In [2]:
import pandas as pd
from pathlib import Path
import scipy.stats as stat
import numpy as np
from statistics import median
import matplotlib.pyplot as plt
import random
%matplotlib notebook
plt.style.use('ggplot')

In [3]:
path_to_data = "./data/EDTG_Data.xls"

In [4]:
df = pd.read_excel(path_to_data)  # load up the data
df.head() # and let's just take a look at it

Unnamed: 0,gname,gid,year,end,duration,base,num_base,mul_bases,EAP,ECA,...,num_enemies,fate_leader,total_deaths,total_injuries,terr_deaths,terr_injuries,nonterr_deaths,nonterr_injuries,terr_casualties,nonterr_casualties
0,1920 Revolution Brigades,1,2003,0,1,Iraq,1,0,0,0,...,,0.0,0.0,0.0,0.0,0.0,0.0,0.0,0.0,0.0
1,1920 Revolution Brigades,1,2004,0,2,Iraq,1,0,0,0,...,,0.0,15.0,19.0,1.0,0.0,14.0,19.0,1.0,33.0
2,1920 Revolution Brigades,1,2005,0,3,Iraq,1,0,0,0,...,,0.0,0.0,0.0,0.0,0.0,0.0,0.0,0.0,0.0
3,1920 Revolution Brigades,1,2006,0,4,Iraq,1,0,0,0,...,,0.0,0.0,0.0,0.0,0.0,0.0,0.0,0.0,0.0
4,1920 Revolution Brigades,1,2007,1,5,Iraq,1,0,0,0,...,,2.0,0.0,0.0,0.0,0.0,0.0,0.0,0.0,0.0


In [5]:
right_wingers = df[
    df["right"] == 1
]

left_wingers=df[
    df['left'] == 1
]

right_wingers.head() #Al-Arifeen, huh! They're pretty devoutly religious.
left_wingers.head()

Unnamed: 0,gname,gid,year,end,duration,base,num_base,mul_bases,EAP,ECA,...,num_enemies,fate_leader,total_deaths,total_injuries,terr_deaths,terr_injuries,nonterr_deaths,nonterr_injuries,terr_casualties,nonterr_casualties
5,23rd of September Communist League,2,1973,0,1,Mexico,1,0,0,0,...,,0.0,0.0,0.0,0.0,0.0,0.0,0.0,0.0,0.0
6,23rd of September Communist League,2,1974,0,2,Mexico,1,0,0,0,...,,1.0,0.0,0.0,0.0,0.0,0.0,0.0,0.0,0.0
7,23rd of September Communist League,2,1975,0,3,Mexico,1,0,0,0,...,,1.0,32.0,4.0,0.0,0.0,32.0,4.0,0.0,36.0
8,23rd of September Communist League,2,1976,0,4,Mexico,1,0,0,0,...,,0.0,24.0,5.0,0.0,0.0,24.0,5.0,0.0,29.0
9,23rd of September Communist League,2,1977,0,5,Mexico,1,0,0,0,...,,2.0,7.0,0.0,0.0,0.0,7.0,0.0,0.0,7.0


In [6]:
# I want to know whether, of right-wing groups, the religiously motivated ones are significantly different 
# in terms of longevity, lethality, or membership, than non-religious ones.

In [7]:
# first lets figure out some basic things about the population that we're examiniung
pop_longevities = {}
unique_groups = df['gname'].unique()
for group in unique_groups:
        entries = df[
            df['gname'] == group
        ]['duration']
        
        pop_longevities[group] = entries.max()
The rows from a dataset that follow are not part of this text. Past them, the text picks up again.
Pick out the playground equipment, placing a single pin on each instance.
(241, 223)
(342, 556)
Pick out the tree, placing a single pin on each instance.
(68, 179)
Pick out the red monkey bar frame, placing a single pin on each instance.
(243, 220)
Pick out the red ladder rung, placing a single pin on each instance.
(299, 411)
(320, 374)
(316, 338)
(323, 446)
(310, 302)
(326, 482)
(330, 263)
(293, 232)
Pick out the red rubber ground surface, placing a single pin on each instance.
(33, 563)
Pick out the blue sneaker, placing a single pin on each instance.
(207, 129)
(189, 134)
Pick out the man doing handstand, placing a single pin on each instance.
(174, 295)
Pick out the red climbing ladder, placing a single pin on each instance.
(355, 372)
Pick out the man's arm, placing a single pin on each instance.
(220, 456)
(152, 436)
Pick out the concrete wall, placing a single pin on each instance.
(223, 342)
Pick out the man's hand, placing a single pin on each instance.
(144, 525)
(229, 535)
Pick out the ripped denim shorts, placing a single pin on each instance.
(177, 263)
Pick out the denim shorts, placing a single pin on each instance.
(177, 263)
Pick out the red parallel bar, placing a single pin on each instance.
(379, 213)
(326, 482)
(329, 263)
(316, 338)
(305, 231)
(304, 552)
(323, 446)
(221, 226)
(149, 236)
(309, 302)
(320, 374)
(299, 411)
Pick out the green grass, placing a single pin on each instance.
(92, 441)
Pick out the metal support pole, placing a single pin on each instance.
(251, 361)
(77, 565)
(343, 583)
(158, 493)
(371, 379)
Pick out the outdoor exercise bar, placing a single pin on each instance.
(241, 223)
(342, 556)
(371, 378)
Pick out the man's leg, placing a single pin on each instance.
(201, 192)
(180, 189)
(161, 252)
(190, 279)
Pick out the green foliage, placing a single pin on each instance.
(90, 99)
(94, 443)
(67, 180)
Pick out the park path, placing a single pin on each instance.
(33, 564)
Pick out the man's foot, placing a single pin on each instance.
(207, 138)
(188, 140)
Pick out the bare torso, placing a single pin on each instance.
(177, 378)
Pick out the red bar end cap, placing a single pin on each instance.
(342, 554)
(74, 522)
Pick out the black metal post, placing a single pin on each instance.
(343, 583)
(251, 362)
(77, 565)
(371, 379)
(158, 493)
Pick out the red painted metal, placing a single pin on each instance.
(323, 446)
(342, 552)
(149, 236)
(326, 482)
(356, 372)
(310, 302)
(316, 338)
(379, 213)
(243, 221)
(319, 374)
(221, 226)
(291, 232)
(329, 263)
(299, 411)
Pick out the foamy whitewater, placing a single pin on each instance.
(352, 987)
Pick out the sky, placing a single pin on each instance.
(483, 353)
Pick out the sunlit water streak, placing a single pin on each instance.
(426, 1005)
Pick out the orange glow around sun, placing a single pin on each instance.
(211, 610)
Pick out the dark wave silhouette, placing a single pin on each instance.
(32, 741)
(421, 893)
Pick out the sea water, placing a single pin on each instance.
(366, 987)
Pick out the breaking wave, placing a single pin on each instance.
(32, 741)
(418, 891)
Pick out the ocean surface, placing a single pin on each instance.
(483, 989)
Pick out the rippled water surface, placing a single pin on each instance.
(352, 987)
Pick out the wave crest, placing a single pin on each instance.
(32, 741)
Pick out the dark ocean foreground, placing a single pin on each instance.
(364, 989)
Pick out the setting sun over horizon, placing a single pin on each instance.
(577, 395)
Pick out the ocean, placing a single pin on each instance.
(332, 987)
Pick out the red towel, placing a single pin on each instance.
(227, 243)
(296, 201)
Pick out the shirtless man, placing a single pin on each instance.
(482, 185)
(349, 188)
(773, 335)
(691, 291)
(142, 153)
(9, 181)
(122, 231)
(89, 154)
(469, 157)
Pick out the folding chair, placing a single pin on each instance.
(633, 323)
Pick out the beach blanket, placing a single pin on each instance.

p_std_dev = stat.tstd(list(pop_longevities.values()))
print(p_std_dev) # this aligns with findings that many terrorist groups are 'one-hit wonders'

12.270618829998693


In [8]:
# I want to begin by figuring out their respective average longevities, but first I'm going to clean the data
# into smaller sub-tables so that I don't have to worry about the duplicates
uq_rw = right_wingers['gname'].unique()
r_longevities = {}
for group in uq_rw:
    group_entries = right_wingers[
       right_wingers['gname'] == group
    ]['duration']
    
    r_longevities[group] = group_entries.max()
    
r_std_dev = stat.tstd(list(r_longevities.values()))  

uq_lw = left_wingers['gname'].unique()
l_longevities = {}
for group in uq_lw:
    group_entries = left_wingers[
        left_wingers['gname'] == group
    ]['duration']
    
    l_longevities[group] = group_entries.max()
l_std_dev = stat.tstd(list(l_longevities.values()))

print("right-wing stdev:", r_std_dev)
print("left-wing stdev:", l_std_dev)

right-wing stdev: 9.34025353694715
left-wing stdev: 11.592012533686798


In [9]:
# it makes sense that the standard deviation would be smaller for samples than for the population
# now i want to know the population and sample means

In [10]:
pop_mean = np.mean(list(pop_longevities.values()))
l_mean = np.mean(list(l_longevities.values()))
r_mean = np.mean(list(r_longevities.values()))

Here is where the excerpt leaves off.